Deriving Actionable Insights from High Volume Media Streams

Thursday 16th | 15:55 - 16:25 | Theatre 19


One-liner summary:

Media analysts have to deal with with analyzing high volumes of real-time news feeds and social media streams which is often a tedious process because they need to write search profiles for entities. Python tools like NLTK do not scale to large production data sets and cannot be plugged into a distributed scalable frameworks like Apache Flink.

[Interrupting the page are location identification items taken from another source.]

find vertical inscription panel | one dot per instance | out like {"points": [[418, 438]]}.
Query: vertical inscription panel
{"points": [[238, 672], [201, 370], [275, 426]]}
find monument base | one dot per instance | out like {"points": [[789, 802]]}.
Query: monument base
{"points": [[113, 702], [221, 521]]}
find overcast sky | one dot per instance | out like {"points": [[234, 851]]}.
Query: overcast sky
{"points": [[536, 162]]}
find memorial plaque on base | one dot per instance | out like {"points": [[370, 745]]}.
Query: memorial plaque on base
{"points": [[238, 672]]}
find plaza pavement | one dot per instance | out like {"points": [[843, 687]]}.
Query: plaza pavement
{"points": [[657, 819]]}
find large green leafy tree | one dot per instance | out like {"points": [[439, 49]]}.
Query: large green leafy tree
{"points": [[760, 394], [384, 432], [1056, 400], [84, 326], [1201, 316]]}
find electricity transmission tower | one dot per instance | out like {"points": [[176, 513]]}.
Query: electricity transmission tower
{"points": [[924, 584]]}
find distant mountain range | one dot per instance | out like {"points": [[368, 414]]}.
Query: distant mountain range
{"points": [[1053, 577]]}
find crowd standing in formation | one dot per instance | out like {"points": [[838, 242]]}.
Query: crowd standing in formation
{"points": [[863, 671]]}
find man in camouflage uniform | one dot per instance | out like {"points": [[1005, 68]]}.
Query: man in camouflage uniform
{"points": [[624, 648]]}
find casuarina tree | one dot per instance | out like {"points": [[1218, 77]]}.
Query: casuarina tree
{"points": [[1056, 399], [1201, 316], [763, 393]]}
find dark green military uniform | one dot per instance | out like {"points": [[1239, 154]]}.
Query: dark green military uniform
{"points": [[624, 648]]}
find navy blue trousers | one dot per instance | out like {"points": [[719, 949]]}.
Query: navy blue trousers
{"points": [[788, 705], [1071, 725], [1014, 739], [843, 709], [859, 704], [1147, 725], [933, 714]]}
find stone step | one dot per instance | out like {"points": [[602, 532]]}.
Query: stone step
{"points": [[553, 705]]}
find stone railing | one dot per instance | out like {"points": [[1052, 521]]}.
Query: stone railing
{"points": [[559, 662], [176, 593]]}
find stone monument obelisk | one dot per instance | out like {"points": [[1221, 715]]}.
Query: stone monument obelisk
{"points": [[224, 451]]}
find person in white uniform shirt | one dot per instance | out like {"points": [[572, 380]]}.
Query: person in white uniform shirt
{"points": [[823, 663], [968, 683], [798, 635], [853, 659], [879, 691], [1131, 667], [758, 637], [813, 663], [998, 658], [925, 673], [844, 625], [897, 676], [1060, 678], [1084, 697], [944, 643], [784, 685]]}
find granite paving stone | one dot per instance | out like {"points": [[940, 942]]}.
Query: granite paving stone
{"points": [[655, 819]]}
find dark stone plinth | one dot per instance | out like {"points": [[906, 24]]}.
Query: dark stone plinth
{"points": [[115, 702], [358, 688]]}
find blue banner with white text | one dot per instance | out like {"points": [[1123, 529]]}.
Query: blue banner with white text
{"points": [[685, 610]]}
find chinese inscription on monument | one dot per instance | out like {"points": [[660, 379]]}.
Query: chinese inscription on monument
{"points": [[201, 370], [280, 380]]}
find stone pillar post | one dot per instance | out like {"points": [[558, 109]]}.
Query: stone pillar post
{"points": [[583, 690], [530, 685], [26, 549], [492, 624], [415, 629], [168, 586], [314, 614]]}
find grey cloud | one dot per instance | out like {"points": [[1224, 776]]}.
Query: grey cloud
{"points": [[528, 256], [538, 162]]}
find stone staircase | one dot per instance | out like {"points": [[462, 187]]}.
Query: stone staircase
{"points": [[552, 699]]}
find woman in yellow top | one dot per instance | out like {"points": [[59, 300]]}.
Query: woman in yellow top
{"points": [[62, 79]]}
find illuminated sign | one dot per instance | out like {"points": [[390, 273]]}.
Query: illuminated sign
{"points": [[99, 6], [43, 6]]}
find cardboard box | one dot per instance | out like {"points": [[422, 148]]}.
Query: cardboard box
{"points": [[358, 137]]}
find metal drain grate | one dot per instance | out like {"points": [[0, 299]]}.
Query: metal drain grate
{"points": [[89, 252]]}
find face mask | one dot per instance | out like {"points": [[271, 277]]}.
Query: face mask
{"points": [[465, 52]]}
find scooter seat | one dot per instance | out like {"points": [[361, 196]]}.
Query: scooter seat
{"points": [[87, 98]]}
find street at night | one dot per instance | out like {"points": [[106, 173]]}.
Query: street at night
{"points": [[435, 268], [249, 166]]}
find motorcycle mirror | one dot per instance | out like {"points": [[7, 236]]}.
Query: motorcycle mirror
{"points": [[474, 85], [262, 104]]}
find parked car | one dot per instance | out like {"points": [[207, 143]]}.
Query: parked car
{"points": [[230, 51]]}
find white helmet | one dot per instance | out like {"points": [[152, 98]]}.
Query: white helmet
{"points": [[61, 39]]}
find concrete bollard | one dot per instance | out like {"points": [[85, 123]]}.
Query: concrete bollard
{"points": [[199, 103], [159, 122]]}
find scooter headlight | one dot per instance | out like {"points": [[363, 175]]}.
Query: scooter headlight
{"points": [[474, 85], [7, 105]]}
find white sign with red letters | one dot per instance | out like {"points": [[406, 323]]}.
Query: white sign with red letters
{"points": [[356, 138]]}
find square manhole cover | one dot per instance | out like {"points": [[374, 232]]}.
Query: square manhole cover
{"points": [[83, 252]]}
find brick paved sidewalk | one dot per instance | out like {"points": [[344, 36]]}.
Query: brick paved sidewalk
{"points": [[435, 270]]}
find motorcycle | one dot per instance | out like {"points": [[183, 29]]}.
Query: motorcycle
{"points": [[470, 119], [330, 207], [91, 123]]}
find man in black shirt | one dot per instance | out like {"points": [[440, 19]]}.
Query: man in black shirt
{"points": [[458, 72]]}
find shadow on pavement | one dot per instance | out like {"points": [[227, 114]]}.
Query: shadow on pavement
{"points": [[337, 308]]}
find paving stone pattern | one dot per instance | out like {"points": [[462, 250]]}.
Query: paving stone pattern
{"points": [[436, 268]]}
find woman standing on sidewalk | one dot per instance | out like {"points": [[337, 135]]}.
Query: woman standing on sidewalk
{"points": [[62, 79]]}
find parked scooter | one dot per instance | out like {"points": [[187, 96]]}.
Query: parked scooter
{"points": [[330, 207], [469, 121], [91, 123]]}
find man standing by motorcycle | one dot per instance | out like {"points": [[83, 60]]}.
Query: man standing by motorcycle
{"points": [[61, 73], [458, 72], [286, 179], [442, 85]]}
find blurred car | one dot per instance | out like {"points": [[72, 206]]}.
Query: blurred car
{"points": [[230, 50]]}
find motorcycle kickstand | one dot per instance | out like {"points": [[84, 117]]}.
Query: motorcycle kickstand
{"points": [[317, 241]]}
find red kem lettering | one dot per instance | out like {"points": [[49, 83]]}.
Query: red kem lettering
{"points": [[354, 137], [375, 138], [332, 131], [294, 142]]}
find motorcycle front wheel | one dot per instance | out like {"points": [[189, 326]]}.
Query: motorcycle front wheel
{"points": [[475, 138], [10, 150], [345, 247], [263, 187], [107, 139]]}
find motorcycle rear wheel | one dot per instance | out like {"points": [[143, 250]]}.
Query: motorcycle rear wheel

Keywords defining the session:

- Streaming

- Apache Flink

- OpenNLP

Description:

Media analysts have to deal with with analyzing high volumes of real-time news feeds and social media streams which is often a tedious process because they need to write search profiles for entities. Python tools like NLTK do not scale to large production data sets and cannot be plugged into a distributed scalable frameworks like Apache Flink. Apache Flink being a streaming first engine is ideally suited for ingesting multiple streams of news feeds, social media, blogs etc.. and for being able to do streaming analytics on the various feeds. Natural Language Processing tools like Apache OpenNLP can be plugged into Flink streaming pipelines so as to be able to perform common NLP tasks like Named Entity Recognition (NER), Chunking, and text classification. In this talk, we’ll be building a real-time media analyzer which does Named Entity Recognition (NER) on the individual incoming streams, calculates the co-occurrences of the named entities and aggregates them across multiple streams; index the results into a search engine and being able to query the results for actionable insights. We’ll also be showing as to how to handle multilingual documents for calculating co-occurrences. NLP practitioners will come away from this talk with a better understanding of how the various Apache OpenNLP components can help in processing large streams of data feeds and can easily be plugged into a highly scalable and distributed framework like Apache Flink.